Opening date: 30 March 2023

Deadline dates:

  • 19 September 2023 17:00:00 Brussels time
  • 11 April 2024 17:00:00 Brussels time

The proposal(s) should develop and/or use tools and strategies that address critical areas of biomedical research where animal-models are currently used but are of limited translational value for investigation and development of prevention and treatment. Such advanced tools and strategies should aim at a better understanding of the pathogenesis of disorders that feature a high impact on public health and exhibit a high rate of animal use or severe animal suffering, and enable to develop biomedical concepts with increased translational value, thereby ultimately leading to improved disease prediction, prevention and treatment.

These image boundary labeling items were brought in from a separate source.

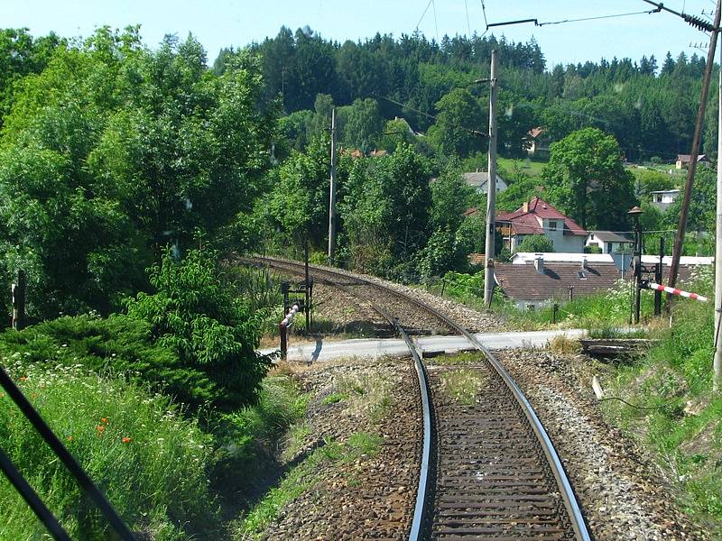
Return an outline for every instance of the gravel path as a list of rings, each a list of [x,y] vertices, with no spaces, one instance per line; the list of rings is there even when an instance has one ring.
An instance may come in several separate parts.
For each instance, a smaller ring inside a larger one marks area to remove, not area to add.
[[[328,448],[331,441],[347,445],[354,434],[373,435],[381,443],[377,451],[352,460],[324,461],[303,480],[310,488],[281,510],[263,538],[407,538],[421,429],[418,384],[409,361],[347,360],[297,370],[313,399],[310,431],[295,457],[314,446]],[[329,399],[338,396],[347,398]]]
[[[591,360],[543,351],[497,352],[554,442],[597,541],[709,539],[674,506],[673,488],[602,417]]]

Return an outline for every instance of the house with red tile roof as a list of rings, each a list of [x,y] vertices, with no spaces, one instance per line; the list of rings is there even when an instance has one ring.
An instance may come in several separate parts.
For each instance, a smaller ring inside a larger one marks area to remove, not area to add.
[[[526,134],[526,151],[530,156],[549,156],[551,140],[544,128],[533,128]]]
[[[524,237],[543,234],[551,241],[554,252],[582,253],[588,234],[577,222],[539,197],[533,197],[514,212],[498,214],[496,225],[501,229],[504,245],[512,252],[516,252]]]

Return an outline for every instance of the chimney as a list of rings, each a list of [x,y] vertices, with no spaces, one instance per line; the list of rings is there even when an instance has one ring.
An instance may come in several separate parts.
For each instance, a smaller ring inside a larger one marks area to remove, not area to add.
[[[536,268],[536,271],[540,274],[544,273],[544,254],[543,253],[537,253],[536,257],[534,258],[534,267]]]

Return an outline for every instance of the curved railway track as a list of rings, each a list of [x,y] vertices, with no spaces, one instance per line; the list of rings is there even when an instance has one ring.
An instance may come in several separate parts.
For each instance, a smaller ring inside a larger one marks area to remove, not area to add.
[[[288,260],[241,258],[239,262],[303,273],[302,263]],[[369,302],[405,340],[413,357],[424,430],[410,539],[590,539],[543,426],[504,366],[473,335],[432,307],[384,284],[316,265],[309,270],[315,280]],[[351,289],[359,286],[360,290]],[[369,288],[397,300],[384,300]],[[400,321],[400,316],[409,318],[408,313],[399,314],[404,305],[435,319],[440,328],[465,336],[479,351],[478,362],[463,367],[465,375],[483,381],[473,404],[443,392],[444,374],[460,370],[458,366],[423,364]]]

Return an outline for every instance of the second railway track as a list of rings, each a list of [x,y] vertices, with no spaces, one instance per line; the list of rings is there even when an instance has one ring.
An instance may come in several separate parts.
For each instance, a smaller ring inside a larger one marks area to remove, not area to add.
[[[303,273],[301,263],[288,260],[242,258],[240,262]],[[543,426],[504,367],[475,336],[432,307],[382,284],[315,265],[310,272],[369,302],[404,338],[414,358],[425,411],[411,539],[590,539]],[[399,300],[377,302],[380,296],[371,293],[374,289]],[[413,316],[403,313],[410,306],[416,308]],[[463,368],[425,366],[402,323],[418,331],[413,323],[420,311],[429,326],[466,336],[478,350],[478,362]],[[445,391],[444,379],[454,371],[464,371],[463,377],[480,382],[472,402],[460,403]]]

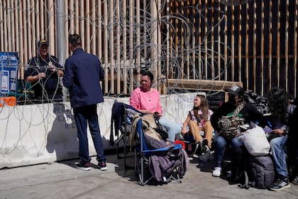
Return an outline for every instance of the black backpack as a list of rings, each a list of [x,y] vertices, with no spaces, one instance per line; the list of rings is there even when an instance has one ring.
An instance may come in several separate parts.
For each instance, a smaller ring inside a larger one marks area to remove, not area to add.
[[[230,184],[248,189],[250,186],[267,188],[273,183],[275,170],[270,155],[253,156],[245,151],[241,156],[233,156]]]
[[[267,188],[273,183],[275,171],[270,155],[251,156],[248,159],[248,168],[251,186],[257,188]]]

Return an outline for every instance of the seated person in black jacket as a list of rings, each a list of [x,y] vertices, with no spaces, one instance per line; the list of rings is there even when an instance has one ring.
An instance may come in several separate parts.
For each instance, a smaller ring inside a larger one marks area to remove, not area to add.
[[[259,125],[264,127],[266,125],[265,118],[248,102],[246,102],[244,96],[244,90],[239,85],[233,85],[228,90],[228,102],[224,103],[215,112],[211,117],[211,123],[214,129],[221,132],[219,127],[219,121],[223,116],[233,114],[237,109],[238,116],[244,119],[245,124],[250,124],[250,122],[258,122]],[[239,161],[237,157],[242,154],[242,146],[243,143],[238,140],[238,137],[227,138],[219,135],[215,141],[215,165],[212,175],[219,177],[221,173],[221,163],[227,143],[231,143],[233,150],[232,167],[237,165]]]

The proposals should address all of the following aspects:

  • The innovative tools and strategies should include a variety of technologies and methodological approaches such as –omics and other high-throughput procedures, human-derived cell-based material, organoids, micro-physiological systems, and in-silico models.
  • The newly proposed tools and strategies should demonstrably advance the state-of-the-art in specific areas of biomedical research.
  • Prospects and avenues for dissemination, knowledge sharing, uptake or translation into health policies of the proposed tools and strategies within the EU should be provided.
  • Aspects such as harm and cost-benefit assessment as well as ease of production with respect to current practices should also be considered.
  • Criteria for model qualification and standardisation should be developed in well-justified use-case contexts to demonstrate their translational values.

Proposals could consider the involvement of the European Commission's Joint Research Centre (JRC) to provide added-value regarding such aspects as supporting validation of emerging approaches, promotion of research results, and the interfacing with the regulatory community. In this respect, the JRC is open to collaborate with any successful proposal after the selection process has been completed.